The mobile screen is basically the only output medium of the application. The outputs from the CPU are primarily stored inside the RAM. The RAM generates Red, Green and Blue codes to determine the color and position of display output. Once this data is sent out to display, the RAM sometimes empties itself to ready itself for more. The RAM forms the bridge between the processor and graphics unit. From here, the images are flashed onto the screen at required intervals. More is the RAM size and the buffering speed, faster can the CPU dump its outputs into it. Figure below shows the working of the RAM, a dual core CPU and the display unit.
As for storage, the application uses the device’s internal memory to store the login details of the user. Furthermore, all other work is done off the online database server of the company. The app requires about 12 MB of on-installation storage memory. Further, it stores its necessary data as per the processing circumstances.
Being allergic to a certain food items, I myself gained ample help while researching and using this application. I decided to go with this application to know more about the use of information technology in health and hygiene. I got the opportunity to surf through a wide range of internet resources and research materials.
Nevertheless, time was a demeaning factor for me to compile my project. I would have loved to spend more time with the application and experience more features of it, but I was held back by time. This is a lesson that I take forward from this assignment.
I also plan to use the mobile device processing knowledge that I gained through this assignment in the coming future, to cater me more knowledge on information systems.
References
Agaku, I.T., Adisa, A.O., Ayo-Yusuf, O.A. and Connolly, G.N., 2013. Concern about security and privacy, and perceived control over collection and use of health information are related to withholding of health information from healthcare providers. Journal of the American Medical Informatics Association, 21(2), pp.374-378.
Cetateanu, A. and Jones, A., 2016. How can GPS technology help us better understand exposure to the food environment? A systematic review. SSM-population health, 2, pp.196-205.
Jia, M.Y., Wu, Q.S., Li, H., Zhang, Y., Guan, Y.F. and Feng, L., 2015. The calibration of cellphone camera-based colorimetric sensor array and its application in the determination of glucose in urine. Biosensors and Bioelectronics, 74, pp.1029-1037.
Jones, S.S., Rudin, R.S., Perry, T. and Shekelle, P.G., 2014. Health information technology: an updated systematic review with a focus on meaningful use. Annals of internal medicine, 160(1), pp.48-54.
Pagoto, S., Schneider, K., Jojic, M., DeBiasse, M. and Mann, D., 2013. Evidence-based strategies in weight-loss mobile apps. American journal of preventive medicine, 45(5), pp.576-582.
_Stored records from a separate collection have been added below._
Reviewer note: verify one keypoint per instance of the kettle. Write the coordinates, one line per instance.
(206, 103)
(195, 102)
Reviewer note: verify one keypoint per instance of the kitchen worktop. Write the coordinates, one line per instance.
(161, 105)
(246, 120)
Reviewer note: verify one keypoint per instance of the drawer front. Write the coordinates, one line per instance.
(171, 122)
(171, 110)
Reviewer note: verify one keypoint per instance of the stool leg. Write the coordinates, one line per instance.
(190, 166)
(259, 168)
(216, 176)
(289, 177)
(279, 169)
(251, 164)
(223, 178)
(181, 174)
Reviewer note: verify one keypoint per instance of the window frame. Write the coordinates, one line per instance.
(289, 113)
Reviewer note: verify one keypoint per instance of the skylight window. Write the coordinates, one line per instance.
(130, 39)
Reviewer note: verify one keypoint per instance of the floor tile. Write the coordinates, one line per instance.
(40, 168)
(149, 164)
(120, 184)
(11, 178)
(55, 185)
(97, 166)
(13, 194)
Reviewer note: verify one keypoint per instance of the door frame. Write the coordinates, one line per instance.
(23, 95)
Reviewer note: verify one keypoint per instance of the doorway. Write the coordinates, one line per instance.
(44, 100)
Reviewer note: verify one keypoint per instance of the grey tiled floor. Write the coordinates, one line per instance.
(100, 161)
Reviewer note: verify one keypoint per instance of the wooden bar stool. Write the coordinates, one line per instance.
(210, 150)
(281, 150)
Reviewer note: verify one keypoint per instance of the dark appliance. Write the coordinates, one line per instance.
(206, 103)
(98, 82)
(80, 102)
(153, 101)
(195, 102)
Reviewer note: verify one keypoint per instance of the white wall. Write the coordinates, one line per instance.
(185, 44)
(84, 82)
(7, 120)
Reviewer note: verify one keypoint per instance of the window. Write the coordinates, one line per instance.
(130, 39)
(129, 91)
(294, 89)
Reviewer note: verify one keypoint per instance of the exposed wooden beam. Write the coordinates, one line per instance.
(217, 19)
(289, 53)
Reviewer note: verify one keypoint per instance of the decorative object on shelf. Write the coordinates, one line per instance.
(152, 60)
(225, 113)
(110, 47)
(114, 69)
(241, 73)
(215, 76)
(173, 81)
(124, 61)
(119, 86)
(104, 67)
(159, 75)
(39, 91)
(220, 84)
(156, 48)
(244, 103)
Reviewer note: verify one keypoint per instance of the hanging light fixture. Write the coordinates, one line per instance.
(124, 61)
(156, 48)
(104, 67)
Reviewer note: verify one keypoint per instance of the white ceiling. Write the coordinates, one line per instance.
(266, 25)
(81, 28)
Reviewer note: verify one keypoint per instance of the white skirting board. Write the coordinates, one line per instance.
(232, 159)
Sicherer, S.H. and Sampson, H.A., 2014. Food allergy: epidemiology, pathogenesis, diagnosis, and treatment. Journal of Allergy and Clinical Immunology, 133(2), pp.291-307.
Sonka, M., Hlavac, V. and Boyle, R., 2014. Image processing, analysis, and machine vision. Cengage Learning.
Zarnowiecki, D., Sinn, N., Petkov, J. and Dollman, J., 2012. Parental nutrition knowledge and attitudes as predictors of 5–6-year-old children’s healthy food knowledge. Public health nutrition, 15(7), pp.1284-1290.